When you enter this chapel built in the 13th century, you are overcome by emotion. Four new glass roofs literally illuminate us. And for good reason, Bang Hai Ja, the artist who created them, is known for bringing light out of her works.

The proposal from this octogenarian of Korean origin was chosen from 26 submissions by a jury made up of architects, museologists, local notables and representatives of the Church. “We were open about the style,” explains Irène Jourd’heuil, curator of historic monuments at the Ministry of Culture and manager of the Chartres Cathedral restoration project, regarding the call for tenders. “It was important to leave artists and master glassmakers free to do figurative or abstract work. As we exhibit treasures in this chapel, we however had fairly strong requirements in terms of security of the premises. We needed solid glass resistant to a possible intrusion attempt, which protects against mechanical shocks such as hail and which prevents condensation phenomena. »

To support him in preparing his file, Bang Hai Ja called on his brother Hun, who takes care of his career from Montreal.

In addition to having been a musician in the Quebec Symphony Orchestra, violinist for Gilles Vigneault, founder of the Orchester métropolitain, producer of records and events, Hun Bang has always looked out for the interests of his big sister. “It was she who allowed me to continue my training as a violinist in Paris in 1964,” he says.
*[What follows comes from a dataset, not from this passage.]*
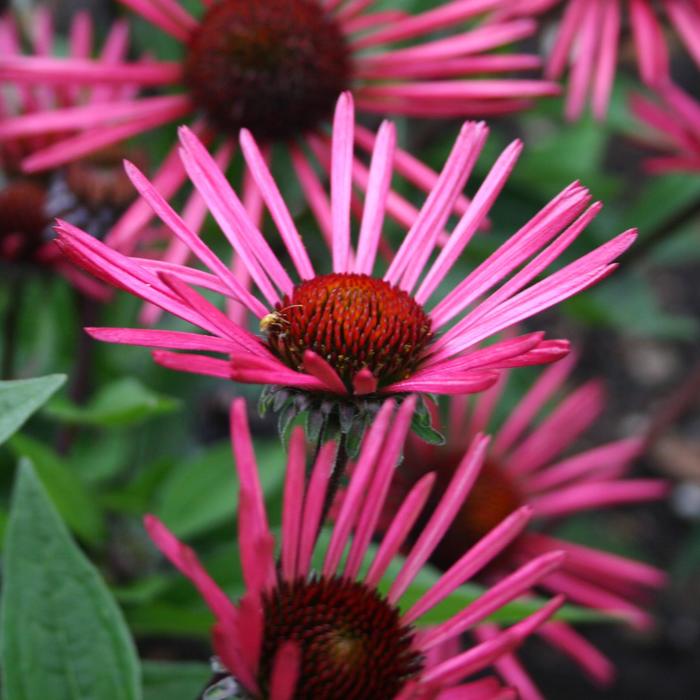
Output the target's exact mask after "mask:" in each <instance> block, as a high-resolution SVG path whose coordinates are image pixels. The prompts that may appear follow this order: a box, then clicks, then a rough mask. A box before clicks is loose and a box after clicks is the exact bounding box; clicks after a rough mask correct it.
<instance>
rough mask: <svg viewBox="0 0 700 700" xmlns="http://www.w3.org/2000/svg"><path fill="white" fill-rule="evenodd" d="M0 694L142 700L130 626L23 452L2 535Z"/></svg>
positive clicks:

When I arrived in France, she encouraged me to make a pilgrimage to Chartres. Hers, in 1961, had left its mark on her. »

The four windows of the Saint-Piat chapel were created from works on paper. Nara Bang, Hun’s computer scientist son, took charge, pixel by pixel, of the photocomposition necessary to obtain the irregular and gigantic dimensions of the four stained glass windows.

After a series of virtual back-and-forths between Montreal and Bang Hai Ja’s workshop in Ardèche, the enormous files were sent to Glasmalerei Peters in Paderborn, Germany, the glass workshop with which the artist has collaborated since 2012 .

For Irène Jourd’heuil, the artist and her master glassmaker demonstrated great chemistry. “The technical work done by the Peters workshops is truly to be commended. We have two glass roofs. On the outside, thermoforming gives relief to the glass. Inside, it changes the perception a lot. The transparency and superposition of the two windows create depth, which magnifies the artist’s work. »

Having died on September 15, 2022, Bang Hai Ja never saw the final result, but her vision was unequivocal. “I lived in the Buddhist atmosphere at birth, knew the love of Christ and the freedom of the Taoists,” she says in a 2019 video. “All of this mixed in my body to be able to give with all my heart a message of light. I hope that this chapel will be more than a tourist place, that it will become a place of pilgrimage where visitors will gather to bear witness in turn to the light that inhabits them. »

The Saint-Piat chapel, closed since 2000, will reopen its doors in December. The public will find the treasures that were once exhibited there, carefully restored medieval frescoes and a surprising archaeological discovery. The cleaning of one of the frescoes revealed a drawing of the Chartes Cathedral made before it was even completed.

“This image of the 14th century cathedral that we have just discovered is the oldest that we know,” says Irène Jourd’heuil. Despite the hundreds of thousands of square meters of stained glass in the cathedral, there is not a single representation of the building itself, and here we have it in painting. It is very moving. We see what the perception of this building was at the time. Its builders were already aware of its major importance on the scale of Christianity. »

With all these new things to see, Chartres continues to attract pilgrims from all over the world.

Chartres Cathedral is one of the oldest Gothic cathedrals in France. Dedicated to Notre-Dame, it was mainly built at the beginning of the 13th century over a period of 30 years.

Among the reasons for its inclusion in the UNESCO World Heritage List are its stained glass windows. Major work has just cleared them of decades of dirt. The multi-million euro restoration plan also cleans the walls and columns of the cathedral, returning the interior of the building to its original luminosity.

More than a million people visit Chartres every year. Many are drawn to its labyrinth, which dates back to the 12th century. The pattern, on the floor of the cathedral, has a diameter of 12.89 m, while the unfolding is 261.50 m.

The singer Sting, who released the album Songs from the Labyrinth in 2006, reaffirmed his attachment to Chartres ten years later by revealing that he had the motif of the labyrinth tattooed on his back.